Minggu, 16 Oktober 2016

Transparansi Anggaran di Sekolah Negeri? Mimpi

Transparansi pada jaman modern sebenarnya sudah menjadi syarat wajar bagi sebuah institusi. Tanpa menjalankan transparansi, sebuah institusi dapat dikatakan sebagai sebuah institusi tradisional. Bagaimana dengan transparansi anggaran di sekolah negeri? Bagai sebuah idiom jauh panggang dari api, mimpi. Kejadian ini dapat kita saksikan diberbagai sekolah negeri baik negeri umum maupun agama.

Entah sudah berapa UU, PP, Permendikbud, juklak juknis, pelatihan bendahara sekolah, pelatihan manajemen sekolah hingga ceramah keagamaan yang diikuti pengelola atau pimpinan sekolah namun mereka tetap tidak mau menerapkan.
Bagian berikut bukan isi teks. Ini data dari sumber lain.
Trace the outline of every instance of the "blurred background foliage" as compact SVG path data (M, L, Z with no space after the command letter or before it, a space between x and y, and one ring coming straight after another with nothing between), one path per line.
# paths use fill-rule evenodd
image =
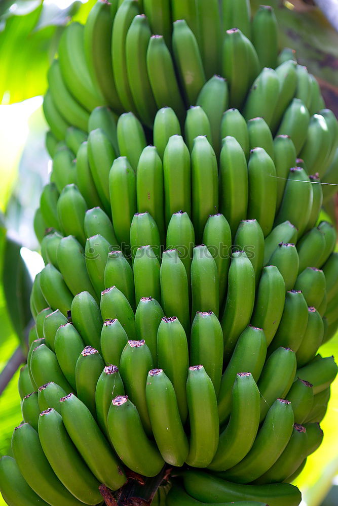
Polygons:
M24 356L30 321L27 290L43 266L33 217L51 164L41 107L47 69L64 27L72 19L85 22L95 2L0 2L0 373L18 348ZM253 10L261 3L251 0ZM265 3L275 10L281 47L296 50L338 116L338 33L312 0ZM332 202L327 209L331 221L334 208ZM320 352L338 357L338 334ZM19 369L0 395L0 456L10 454L13 428L21 421L18 374ZM338 505L338 381L321 425L323 443L295 484L303 493L302 506Z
Padahal anggaran yang mereka kelola jelas uang public yang dilewatkan kementrian pendidikan untuk dikelola. Anggarannya mau, transparansinya ogah. Jika tak punya anggaran teriak-teriak tidak cukup, giliran mengelola anggaran diam seribu bahasa. Bayangkan, pengelola anggaran itu para guru, para suri tauladan bahkan kini sekolah negeri berbasis agama juga mendapat alokasi Bantuan Operasional Sekolah (BOS) namun transparansinya nihil. Kapan pendidikan kita akan baik kalau para pengelola anggaran yang notabene mendidik anak-anak kita mereka tidak mau terbuka?  Toh uang itu bukan milik mereka.
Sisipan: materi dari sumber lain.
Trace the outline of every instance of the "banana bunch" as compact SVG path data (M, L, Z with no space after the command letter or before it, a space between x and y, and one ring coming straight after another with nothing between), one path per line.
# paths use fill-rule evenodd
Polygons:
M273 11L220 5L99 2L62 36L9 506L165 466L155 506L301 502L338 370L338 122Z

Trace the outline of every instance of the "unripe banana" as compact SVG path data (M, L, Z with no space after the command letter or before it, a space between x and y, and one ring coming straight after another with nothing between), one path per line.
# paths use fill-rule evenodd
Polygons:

Kalau toh pun anggaran itu dibuka, tidak ada orang tua siswa yang meminta BOS dari pemerintah. Bagaimana orang tua siswa mau membantu sekolah jika sekolah hanya memaparkan kebutuhannya namun tidak menjelaskan dengan detil anggaran yang didapat dari Negara dipakai untuk apa. Bagaimana kami tahu sekolah betul-betul butuh uang? Dan kami para orang tua harus berpartisipasi? Para pendidik dan pengelola anggaran itu pasti tahu UU, PP atau Permendikbud pasal berapa, ayat berapa yang mewajibkan sekolah mempublikasikan Rencana Kerja dan Anggaran Sekolah (RKAS).
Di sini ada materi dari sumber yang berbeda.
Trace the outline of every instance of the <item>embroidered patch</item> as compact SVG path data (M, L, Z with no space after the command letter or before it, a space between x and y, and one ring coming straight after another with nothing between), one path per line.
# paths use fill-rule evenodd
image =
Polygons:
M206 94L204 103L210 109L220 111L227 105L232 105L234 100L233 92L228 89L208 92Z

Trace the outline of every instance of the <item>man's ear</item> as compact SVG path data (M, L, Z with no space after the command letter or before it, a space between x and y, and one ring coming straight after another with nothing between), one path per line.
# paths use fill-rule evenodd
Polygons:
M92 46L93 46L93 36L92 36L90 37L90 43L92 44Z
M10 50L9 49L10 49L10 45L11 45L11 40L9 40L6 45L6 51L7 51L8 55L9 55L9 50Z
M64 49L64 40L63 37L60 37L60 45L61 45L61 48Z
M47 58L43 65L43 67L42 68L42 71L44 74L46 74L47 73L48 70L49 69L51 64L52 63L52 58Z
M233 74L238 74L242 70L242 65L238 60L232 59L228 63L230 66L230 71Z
Tak perlu kami sampaikan rujukannya sebab itu bagaikan kita mengajari ikan berenang. Seperti yang saya alami, siang itu kami para orang tua sekolah dikumpulkan oleh sekolah negeri berbasis agama. Rencananya sekolah menarik pungutan untuk membeli computer sebab mereka akan mengikuti UN berbasis computer (Computer Base Test). Tidak ada lembaran RKAS yang dibagikan melainkan surat pernyataan kesediaan membayar iuran pembelian computer dengan nominal Rp 500.000/siswa tanpa disertai RKAS atau RAB. Acara diisi parade sambutan dan rencana kegiatan mulai dari sambutan ketua panitia, kepala sekolah, wakil kepala bidang kurikulum, wakil kepala bidang kesiswaan, dan wakil kepala sekolah bidang sarana prasarana.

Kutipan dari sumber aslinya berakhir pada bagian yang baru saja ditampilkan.